Put the reporting in the hands of the users for practical insights. Often, the power of Salesforce analytics is available only to managers and executives. In some cases, that may be a mistake. Corey Crellin, Senior Manager of Product & Operations at Prosper Healthcare Lending explains how using dashboard reports evolved from an executive function to a cross-company affair. One quarter, Crellin opened the Salesforce reporting permissions across the company with amazing results.

“We had good ideas,” says Crellin of the Senior Managers, “but the people on the front lines had even better ideas...they were finding new metrics and new ratios and a lot of those ratios that came from that quarter are ratios that are critical to us now.” While Crellin admits that open permissions might not work in every instance, Prosper continues to keep broad permissions.

Reflect company and individual goals through dashboards. Along with open permissions, sharing company goals through dashboard reporting empowers sales and produces results. Paul Leary, President of Bespoke Collection, uses Salesforce for all functions of his artisanal wine company. By making a report that shows his sales team the gross margins on each product, Leary gives his agents latitude to steer sales in the best interest of the company. Sales reps have a sales goal and a gross margin goal, measures that are easily tracked in dashboards.

Use gamification to make it fun. Using Salesforce analytics and understanding the metrics helps managers know what actions to encourage. Crellin knows that from X number of calls, they will get X number of opportunities. “If you can grow the bottom part of your sales funnel, it impacts your revenue,” explains Crellin. Because he knows number of calls are related to number of opportunities, he takes action to increase the number of calls.

Competitions with real-time results adds excitement—and results—to your bottom line. Crellin placed flat screen TVs throughout the office and projected automatically updated dashboard results of who had made the most calls. Crellin explains his strategy when using dashboard metrics: “Our first priority is to get the right data. Our second priority is to get it out there.” The gamification makes sales reps’ jobs more fun and also motivates lower performers, he says.

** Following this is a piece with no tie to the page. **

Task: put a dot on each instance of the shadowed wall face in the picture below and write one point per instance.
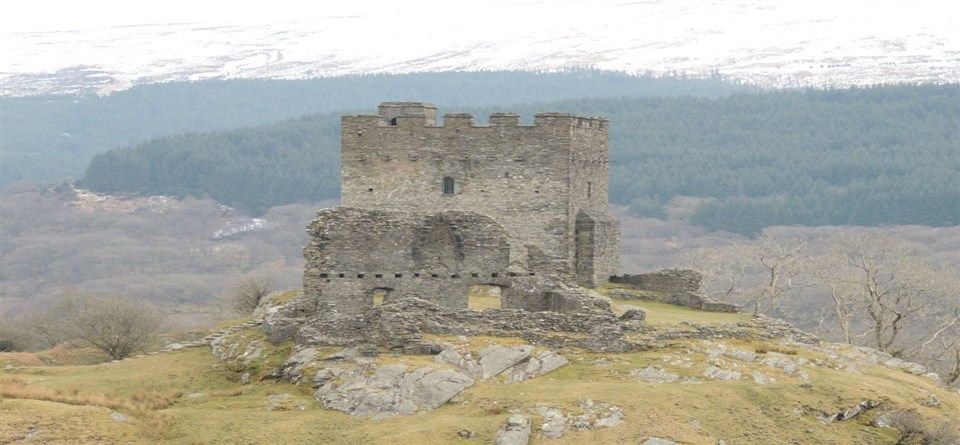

Keep the long-term vision. Keeping the vision for your company means seeing the longer view. Dashboards can be your guide through a long-term plan. “You’ve got to map it out and give yourself a 5-year vision of what you want it to be,” advises Leary who has 1.5 developers on staff and stresses the importance of committing the resources for CRM development. Leary uses Salesforce for all aspects of his business including marketing and inventory and sales. “We’re an SMB but we’ve committed to grow...through a strategic advantage like Salesforce,” says Leary.

Crellin explains the possibilities of using Salesforce analytics to run your business. “If you can think of it, you can probably do it. There are awesome online resources,” Crellin says of the possibilities of metrics and reporting. But just because you can create an impressive array of reports with Salesforce dashboard reporting, doesn’t mean you should. At least not all at once. Crellin’s advice: “Pick 3-5 things you want to know. Schedule the report/dashboard to be sent. Try that out for a month.”

Ultimately, using dashboards to increase revenue comes down to using the right measures to compare your vision of your business to the the reality. Not only does real-time dashboard reporting give a visual picture of your company’s numbers, it can drive your focus to align with your values and vision.